The electrical engineering segment was hit by a seven-week labour disruption at the power cable business and this resulted in limited production in the first quarter of the financial year. 

In addition, the segment experienced headwinds in Zambia as a result of foreign exchange losses as well as low cable infrastructure investment across the Southern African markets.

As a result, the industrial goods and services company expects to report a loss of between 162 cents a share and 180c for the six months to end March, down from earnings per share (Eps) of 227c reported last year. 

The group expects its headline earnings per share (Heps) to decline by between 128 percent and 132 percent, to a loss of between 72c and 80c cents compared to Heps of 253c reported last year. 

“The group’s results were impacted by impairments arising from the predicted future impact of the Covid-19 pandemic, embodied in the uncertain future economic conditions, which were required to be raised in compliance with IFRS,” Reunert said.

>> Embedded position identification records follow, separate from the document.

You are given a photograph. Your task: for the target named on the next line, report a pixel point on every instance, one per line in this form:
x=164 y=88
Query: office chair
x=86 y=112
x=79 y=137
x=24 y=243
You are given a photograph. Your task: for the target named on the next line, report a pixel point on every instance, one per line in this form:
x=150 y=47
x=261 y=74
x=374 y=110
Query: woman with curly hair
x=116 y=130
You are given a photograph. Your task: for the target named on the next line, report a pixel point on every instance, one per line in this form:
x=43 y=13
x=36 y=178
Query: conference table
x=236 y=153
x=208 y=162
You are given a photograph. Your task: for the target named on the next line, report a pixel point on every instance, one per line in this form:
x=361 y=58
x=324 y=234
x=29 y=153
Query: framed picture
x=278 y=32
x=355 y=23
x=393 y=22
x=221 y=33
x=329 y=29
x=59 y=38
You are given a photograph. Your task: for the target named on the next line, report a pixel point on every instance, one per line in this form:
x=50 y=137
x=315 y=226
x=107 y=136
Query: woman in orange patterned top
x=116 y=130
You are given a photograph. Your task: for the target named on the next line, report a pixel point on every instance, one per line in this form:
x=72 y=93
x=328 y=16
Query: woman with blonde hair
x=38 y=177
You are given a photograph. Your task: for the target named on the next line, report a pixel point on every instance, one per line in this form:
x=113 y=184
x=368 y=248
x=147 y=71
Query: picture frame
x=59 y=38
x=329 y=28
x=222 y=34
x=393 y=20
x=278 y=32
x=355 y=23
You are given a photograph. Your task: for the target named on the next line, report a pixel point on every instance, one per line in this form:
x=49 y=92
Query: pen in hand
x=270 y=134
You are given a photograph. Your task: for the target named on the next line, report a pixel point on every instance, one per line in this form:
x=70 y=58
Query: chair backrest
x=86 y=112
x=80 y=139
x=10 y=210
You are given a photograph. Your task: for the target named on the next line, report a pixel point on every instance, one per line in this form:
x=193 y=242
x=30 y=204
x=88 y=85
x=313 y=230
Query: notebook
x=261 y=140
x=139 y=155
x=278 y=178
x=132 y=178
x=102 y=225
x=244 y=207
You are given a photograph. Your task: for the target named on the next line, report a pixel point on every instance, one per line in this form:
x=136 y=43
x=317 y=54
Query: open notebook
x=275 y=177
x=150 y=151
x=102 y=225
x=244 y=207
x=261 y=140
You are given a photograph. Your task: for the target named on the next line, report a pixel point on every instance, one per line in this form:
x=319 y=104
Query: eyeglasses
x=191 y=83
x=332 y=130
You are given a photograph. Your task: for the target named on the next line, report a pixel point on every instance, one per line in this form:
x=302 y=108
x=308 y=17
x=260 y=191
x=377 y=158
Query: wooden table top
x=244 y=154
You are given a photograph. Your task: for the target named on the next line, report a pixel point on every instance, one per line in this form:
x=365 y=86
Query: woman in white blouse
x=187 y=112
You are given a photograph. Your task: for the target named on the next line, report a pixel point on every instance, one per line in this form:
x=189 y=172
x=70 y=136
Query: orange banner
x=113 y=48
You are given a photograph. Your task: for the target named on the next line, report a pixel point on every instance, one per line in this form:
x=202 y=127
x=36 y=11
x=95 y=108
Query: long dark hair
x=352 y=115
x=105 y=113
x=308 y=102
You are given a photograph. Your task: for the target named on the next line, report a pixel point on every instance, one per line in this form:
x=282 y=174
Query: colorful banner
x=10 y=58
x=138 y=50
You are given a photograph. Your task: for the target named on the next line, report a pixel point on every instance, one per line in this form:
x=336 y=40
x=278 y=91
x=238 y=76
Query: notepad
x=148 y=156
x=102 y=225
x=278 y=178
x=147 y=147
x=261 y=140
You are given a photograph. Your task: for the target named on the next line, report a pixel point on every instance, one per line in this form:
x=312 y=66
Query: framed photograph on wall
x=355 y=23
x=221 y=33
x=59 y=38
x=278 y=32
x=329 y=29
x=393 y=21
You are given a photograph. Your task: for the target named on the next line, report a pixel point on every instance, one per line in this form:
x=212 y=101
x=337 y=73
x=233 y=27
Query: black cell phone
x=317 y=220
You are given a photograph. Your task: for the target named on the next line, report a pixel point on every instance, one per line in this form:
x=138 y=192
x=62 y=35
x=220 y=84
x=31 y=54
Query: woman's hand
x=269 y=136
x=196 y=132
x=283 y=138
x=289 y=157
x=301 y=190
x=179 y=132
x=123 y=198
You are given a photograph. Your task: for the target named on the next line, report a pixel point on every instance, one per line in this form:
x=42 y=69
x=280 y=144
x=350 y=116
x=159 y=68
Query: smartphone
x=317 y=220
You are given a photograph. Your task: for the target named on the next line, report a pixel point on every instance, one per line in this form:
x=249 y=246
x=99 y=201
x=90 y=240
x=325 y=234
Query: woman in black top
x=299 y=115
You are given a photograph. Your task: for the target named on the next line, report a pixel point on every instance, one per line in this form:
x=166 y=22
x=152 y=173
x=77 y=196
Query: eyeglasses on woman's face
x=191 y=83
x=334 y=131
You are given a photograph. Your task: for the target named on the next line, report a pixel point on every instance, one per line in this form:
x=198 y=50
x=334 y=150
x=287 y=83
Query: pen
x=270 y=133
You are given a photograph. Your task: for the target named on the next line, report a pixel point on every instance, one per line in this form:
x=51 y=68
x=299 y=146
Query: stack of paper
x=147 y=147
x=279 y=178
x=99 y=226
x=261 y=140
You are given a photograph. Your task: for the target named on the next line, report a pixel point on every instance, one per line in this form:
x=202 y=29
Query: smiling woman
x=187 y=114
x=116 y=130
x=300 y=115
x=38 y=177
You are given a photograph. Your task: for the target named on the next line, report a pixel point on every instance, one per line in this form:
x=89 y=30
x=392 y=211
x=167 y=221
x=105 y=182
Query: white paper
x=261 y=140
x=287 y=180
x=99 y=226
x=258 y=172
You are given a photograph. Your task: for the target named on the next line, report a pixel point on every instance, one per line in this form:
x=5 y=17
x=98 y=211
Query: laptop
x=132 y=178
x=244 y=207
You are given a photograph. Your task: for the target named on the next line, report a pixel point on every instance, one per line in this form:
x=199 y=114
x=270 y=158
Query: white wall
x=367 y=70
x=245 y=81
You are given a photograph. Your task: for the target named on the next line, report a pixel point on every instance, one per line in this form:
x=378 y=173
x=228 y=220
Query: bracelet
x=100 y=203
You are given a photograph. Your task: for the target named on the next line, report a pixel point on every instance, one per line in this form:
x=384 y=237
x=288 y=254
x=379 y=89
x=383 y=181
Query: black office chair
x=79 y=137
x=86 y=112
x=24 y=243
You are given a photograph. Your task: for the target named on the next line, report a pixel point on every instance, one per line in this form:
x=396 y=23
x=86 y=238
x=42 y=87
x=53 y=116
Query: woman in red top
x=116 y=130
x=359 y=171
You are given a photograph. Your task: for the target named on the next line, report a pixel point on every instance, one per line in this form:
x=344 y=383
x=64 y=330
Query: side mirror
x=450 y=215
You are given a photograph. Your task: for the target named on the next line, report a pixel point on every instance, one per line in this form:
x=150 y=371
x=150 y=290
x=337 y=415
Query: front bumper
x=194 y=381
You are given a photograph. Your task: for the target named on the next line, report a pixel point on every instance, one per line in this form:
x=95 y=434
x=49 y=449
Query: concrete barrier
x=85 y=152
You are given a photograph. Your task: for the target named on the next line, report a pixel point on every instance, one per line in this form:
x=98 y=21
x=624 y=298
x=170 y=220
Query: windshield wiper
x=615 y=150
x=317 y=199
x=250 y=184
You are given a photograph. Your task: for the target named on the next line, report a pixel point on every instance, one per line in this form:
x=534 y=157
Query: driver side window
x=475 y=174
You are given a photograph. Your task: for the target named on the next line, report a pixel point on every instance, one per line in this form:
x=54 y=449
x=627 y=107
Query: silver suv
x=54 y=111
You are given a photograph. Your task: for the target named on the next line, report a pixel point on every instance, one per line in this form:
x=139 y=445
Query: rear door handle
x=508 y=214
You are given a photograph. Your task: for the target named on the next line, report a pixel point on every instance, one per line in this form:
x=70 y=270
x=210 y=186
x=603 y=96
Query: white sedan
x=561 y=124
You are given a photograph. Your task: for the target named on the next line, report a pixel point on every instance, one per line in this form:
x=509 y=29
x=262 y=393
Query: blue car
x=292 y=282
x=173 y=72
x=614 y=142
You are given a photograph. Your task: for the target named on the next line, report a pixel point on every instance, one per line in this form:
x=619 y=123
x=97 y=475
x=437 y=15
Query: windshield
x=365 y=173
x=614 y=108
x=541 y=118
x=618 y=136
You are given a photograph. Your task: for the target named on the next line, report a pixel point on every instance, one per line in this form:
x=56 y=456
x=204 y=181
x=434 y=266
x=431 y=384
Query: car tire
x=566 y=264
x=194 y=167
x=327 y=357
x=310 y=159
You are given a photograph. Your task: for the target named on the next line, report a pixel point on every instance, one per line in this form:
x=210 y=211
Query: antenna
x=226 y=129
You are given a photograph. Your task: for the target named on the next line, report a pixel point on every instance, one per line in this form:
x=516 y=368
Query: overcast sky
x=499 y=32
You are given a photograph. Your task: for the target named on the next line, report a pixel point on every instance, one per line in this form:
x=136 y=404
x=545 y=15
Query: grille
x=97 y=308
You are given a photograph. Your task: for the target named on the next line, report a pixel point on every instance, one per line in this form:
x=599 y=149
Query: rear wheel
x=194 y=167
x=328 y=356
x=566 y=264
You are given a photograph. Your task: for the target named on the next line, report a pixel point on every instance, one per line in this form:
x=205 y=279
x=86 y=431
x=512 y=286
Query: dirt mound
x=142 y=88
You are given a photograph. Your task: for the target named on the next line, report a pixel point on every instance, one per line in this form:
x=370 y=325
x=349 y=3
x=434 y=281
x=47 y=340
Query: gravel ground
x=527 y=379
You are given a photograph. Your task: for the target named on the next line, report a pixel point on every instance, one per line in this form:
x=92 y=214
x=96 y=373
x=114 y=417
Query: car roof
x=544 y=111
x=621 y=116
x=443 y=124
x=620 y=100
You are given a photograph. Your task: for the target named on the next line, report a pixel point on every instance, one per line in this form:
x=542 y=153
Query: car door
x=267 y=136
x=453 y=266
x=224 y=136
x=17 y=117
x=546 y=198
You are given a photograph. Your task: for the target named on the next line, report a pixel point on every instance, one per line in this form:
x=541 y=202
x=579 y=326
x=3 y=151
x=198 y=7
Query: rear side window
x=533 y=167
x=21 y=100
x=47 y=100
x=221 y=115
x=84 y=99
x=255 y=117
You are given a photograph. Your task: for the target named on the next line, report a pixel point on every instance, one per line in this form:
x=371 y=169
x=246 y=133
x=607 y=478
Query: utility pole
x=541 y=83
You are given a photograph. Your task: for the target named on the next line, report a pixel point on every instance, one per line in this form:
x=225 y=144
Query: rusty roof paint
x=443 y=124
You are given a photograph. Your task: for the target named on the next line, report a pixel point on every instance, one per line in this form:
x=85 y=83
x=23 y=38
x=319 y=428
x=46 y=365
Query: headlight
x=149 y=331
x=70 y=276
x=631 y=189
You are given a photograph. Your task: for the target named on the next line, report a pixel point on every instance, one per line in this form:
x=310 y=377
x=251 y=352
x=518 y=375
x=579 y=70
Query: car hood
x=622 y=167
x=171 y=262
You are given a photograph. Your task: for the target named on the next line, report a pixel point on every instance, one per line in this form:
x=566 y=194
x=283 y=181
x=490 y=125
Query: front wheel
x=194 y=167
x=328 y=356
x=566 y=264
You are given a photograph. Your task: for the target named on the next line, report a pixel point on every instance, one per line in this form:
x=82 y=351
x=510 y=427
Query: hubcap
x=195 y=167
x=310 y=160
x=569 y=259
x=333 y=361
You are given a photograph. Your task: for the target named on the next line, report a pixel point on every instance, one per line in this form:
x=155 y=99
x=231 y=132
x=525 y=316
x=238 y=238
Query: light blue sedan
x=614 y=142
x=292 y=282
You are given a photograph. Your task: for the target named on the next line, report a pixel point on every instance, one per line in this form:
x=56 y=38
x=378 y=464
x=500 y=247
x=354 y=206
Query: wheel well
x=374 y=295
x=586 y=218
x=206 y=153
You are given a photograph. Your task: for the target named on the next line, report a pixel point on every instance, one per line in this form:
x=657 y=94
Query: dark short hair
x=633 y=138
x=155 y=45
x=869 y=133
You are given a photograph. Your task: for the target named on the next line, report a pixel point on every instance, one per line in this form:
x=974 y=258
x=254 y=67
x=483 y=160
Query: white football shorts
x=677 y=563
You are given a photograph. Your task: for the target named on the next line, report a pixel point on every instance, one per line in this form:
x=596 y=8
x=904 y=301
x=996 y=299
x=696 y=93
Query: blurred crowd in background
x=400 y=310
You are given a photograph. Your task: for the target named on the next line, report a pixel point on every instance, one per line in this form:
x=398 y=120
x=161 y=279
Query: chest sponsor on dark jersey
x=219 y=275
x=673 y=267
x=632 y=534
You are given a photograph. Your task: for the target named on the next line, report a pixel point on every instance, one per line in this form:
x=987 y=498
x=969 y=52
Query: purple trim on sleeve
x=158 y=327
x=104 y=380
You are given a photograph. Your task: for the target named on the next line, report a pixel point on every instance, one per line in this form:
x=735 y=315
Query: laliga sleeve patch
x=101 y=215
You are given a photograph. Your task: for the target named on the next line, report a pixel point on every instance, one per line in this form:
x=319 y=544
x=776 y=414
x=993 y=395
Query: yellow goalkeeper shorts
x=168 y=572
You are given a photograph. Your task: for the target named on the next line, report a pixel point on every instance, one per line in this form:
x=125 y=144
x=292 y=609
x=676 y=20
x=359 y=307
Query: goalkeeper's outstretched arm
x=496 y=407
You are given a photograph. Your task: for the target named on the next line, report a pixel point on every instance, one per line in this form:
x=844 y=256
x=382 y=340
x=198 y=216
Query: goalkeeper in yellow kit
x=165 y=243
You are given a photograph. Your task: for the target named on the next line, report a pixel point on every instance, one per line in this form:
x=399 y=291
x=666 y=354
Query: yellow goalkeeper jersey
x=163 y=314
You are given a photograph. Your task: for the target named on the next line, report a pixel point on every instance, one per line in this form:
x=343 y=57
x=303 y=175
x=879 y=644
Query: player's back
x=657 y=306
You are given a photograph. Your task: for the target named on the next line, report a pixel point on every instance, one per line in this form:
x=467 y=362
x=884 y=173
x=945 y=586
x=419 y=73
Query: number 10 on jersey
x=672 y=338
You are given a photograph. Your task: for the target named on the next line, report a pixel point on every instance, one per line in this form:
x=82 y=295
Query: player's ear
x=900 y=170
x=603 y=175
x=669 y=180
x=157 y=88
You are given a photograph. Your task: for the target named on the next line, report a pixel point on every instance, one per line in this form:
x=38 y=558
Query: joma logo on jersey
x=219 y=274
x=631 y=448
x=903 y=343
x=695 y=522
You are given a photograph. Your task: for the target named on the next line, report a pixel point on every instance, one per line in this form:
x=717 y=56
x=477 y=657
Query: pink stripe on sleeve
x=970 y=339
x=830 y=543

The group added that its results were also impacted by an external fraud that constitutes an abnormal item. 

The abnormal item arose from an external whistleblower report and the ongoing investigation  has revealed prima facie evidence that an external party, unrelated to the Reunert group of

companies, has defrauded one of Reunert’s subsidiaries, Quince Capital. 

“An independent, comprehensive forensic audit is in process. However, from the evidence extracted to date, a material impairment is considered necessary and has been raised accordingly,” the group said.

Its operating profit was expected to decline by 36 percent and 42 percent, to be between R357 million and R394m, down from last year’s operating profit of R615m, with the reduction in operating profit attributable to the performance of the electrical engineering segment. 

Reunert also has two more segments, the information communication technologies (ICT) and the applied electronics, which performed according to expectations in the expected results.